ISLAMABAD: The Senate Standing Committee on Finance and Revenue Thursday recommended reducing the Competition Commission of Pakistan to size by taking away important powers of imposing certain penalties and searching premises to get hold of documents. The National Assembly has already passed the bill and any new amendment in the CCP Bill 2009 by the Senate amounts to delaying the process of enactment of an anti-trust law.
The majority of the members of the committee proposed that the CCP should not have the authority to impose fines as high as 15 per cent of turnover of a company. They recommended that the maximum fine should be 25 per cent of the total profit for a specific year. Senator Haroon proposed that on continuous violation per day penalty should be reduced to Rs 100,000 from Rs one million. The majority of the members recommended that the CCP should not have unlimited powers to enter and search the premises.
Instead they proposed that the Commission should seek permission from an independent authority before searching a unit. Senator Haroon Akhtar who on Thursday turned out to be the most vocal member of the committee proposed clipping the CCP powers to enter a unit and make regulations. He also suggested taking away the powers of imposing fine equivalent to15 per cent of annual turnover of the company. Senator Safdar Abbasi proposed withdrawal of the powers of imposing penalties and changing the process of appointment of chairman and members of the commission.
“Senator Haroon and Senator Safdar’s recommendations will weaken the commission and dilute the process”, observed Senator Sugra Imam. The committee also invited the alleged violators of competition law to give recommendations to amend the proposed CCP Bill. The representatives of the sugar, cement and banking associations suggested limiting the commission’s powers of imposing fines and entering premises. The CCP has already either fined or investigating these associations. The recommendations of these associations and of Senator Safdar Abbasi, Senator Haroon Akhtar, Senator Islamuddin Sheikh and Senator Ilyas Bilour were the same.

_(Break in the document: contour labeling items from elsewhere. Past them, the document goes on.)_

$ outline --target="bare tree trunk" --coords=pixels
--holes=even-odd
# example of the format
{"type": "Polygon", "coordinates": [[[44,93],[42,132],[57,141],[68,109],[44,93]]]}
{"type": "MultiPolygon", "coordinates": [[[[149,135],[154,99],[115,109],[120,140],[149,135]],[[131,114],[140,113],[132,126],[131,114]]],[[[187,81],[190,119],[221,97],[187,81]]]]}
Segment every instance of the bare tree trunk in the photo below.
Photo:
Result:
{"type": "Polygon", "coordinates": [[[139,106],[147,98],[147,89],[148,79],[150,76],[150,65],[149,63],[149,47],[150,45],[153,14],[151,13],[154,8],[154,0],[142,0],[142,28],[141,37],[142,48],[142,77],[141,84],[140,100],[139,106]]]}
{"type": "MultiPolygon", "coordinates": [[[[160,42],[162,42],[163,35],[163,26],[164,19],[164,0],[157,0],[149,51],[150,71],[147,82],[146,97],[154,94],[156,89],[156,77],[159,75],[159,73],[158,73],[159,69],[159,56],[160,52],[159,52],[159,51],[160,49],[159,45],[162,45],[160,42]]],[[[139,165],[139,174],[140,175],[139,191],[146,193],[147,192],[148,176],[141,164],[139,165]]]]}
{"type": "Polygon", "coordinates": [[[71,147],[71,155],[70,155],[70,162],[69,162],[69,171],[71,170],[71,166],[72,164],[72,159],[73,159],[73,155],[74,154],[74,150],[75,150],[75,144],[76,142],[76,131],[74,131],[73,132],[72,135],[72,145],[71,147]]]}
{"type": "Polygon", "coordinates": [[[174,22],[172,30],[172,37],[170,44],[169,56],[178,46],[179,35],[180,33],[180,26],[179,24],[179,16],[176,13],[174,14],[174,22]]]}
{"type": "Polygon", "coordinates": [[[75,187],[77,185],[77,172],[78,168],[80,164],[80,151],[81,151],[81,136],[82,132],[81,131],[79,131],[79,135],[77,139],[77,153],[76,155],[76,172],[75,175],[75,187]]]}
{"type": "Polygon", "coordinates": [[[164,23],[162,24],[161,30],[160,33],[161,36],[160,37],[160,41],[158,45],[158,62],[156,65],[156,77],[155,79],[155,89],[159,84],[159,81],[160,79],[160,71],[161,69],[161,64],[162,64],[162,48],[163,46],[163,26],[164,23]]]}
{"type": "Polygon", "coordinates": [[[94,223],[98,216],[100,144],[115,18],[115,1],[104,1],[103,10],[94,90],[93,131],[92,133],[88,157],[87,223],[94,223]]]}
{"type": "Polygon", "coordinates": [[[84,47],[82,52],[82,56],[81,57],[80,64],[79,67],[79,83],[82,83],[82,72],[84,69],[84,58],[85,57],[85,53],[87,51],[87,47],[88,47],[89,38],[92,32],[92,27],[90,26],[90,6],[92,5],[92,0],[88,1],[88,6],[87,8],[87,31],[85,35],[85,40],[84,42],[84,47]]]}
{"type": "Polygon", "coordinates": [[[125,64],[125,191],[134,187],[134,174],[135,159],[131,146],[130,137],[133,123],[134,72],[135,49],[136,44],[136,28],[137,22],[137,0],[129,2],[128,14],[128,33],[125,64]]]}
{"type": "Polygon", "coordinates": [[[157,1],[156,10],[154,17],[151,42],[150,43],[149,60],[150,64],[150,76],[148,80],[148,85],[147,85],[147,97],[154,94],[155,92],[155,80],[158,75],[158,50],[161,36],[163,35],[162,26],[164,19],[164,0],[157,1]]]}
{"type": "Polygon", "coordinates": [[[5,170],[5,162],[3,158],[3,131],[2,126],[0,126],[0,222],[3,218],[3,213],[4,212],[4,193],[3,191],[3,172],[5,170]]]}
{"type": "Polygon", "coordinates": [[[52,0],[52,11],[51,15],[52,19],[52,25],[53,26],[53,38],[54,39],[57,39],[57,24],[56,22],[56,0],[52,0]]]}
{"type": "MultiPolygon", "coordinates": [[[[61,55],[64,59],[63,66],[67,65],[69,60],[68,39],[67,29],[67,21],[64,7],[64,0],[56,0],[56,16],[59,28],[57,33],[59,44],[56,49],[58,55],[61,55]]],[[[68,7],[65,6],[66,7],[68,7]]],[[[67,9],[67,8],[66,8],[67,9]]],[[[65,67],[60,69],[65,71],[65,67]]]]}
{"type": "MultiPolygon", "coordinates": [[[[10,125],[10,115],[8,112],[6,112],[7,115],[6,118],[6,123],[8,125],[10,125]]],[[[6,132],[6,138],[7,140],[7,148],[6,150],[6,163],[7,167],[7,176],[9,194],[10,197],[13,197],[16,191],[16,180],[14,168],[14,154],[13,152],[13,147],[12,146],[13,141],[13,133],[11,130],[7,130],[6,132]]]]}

“Without anti-trust law productivity is bound to suffer and so the consumers”, said Chairman CCP, Khalid Mirza. The committee also barred Khalid Mirza from issuing any statement to the media. Senator Ishaq Dar said fines imposed and collected by the CCP should straightway go to the treasury instead of resting with the watchdog. Special Secretary Finance, Asif Bajwa responded that the regulatory funds were aimed at giving financial autonomy to the regulators. Professor Khurshid recommended that the appellate bench should be completely independent.
The senators threatened the CCP chief that they would move a privilege motion against him, as he had given offensive statements. Khalid Mirza challenged the entire committee to prove that he had given these statements. Senator Haroon said that saying, “There are vested groups in and outside the parliament” was like accusing him. In a meeting where everyone except Senator Professor Khurshid of MMA and Senator Sugra Imam of PPP apparently wanted to dilute the bill no one raised its voice to protect consumers’ interest.
The committee did not invite consumers’ representatives in the meeting. The panel would again meet on May 5 and finalize its recommendation. After the 18th amendment, if the Senate decides to amend a Bill, which has already been approved by the NA, it would be sent back to the National Assembly for approval. Senator Ishaq Dar, former Finance Minister and a member of Constitutional Reforms Committee, said that if the NA did not approve the amended bill then constitutionally it would be tabled in a joint session of the Parliament. Earlier, a bill passed by the NA, but return with recommendations by the Senate used to go to mediation committee.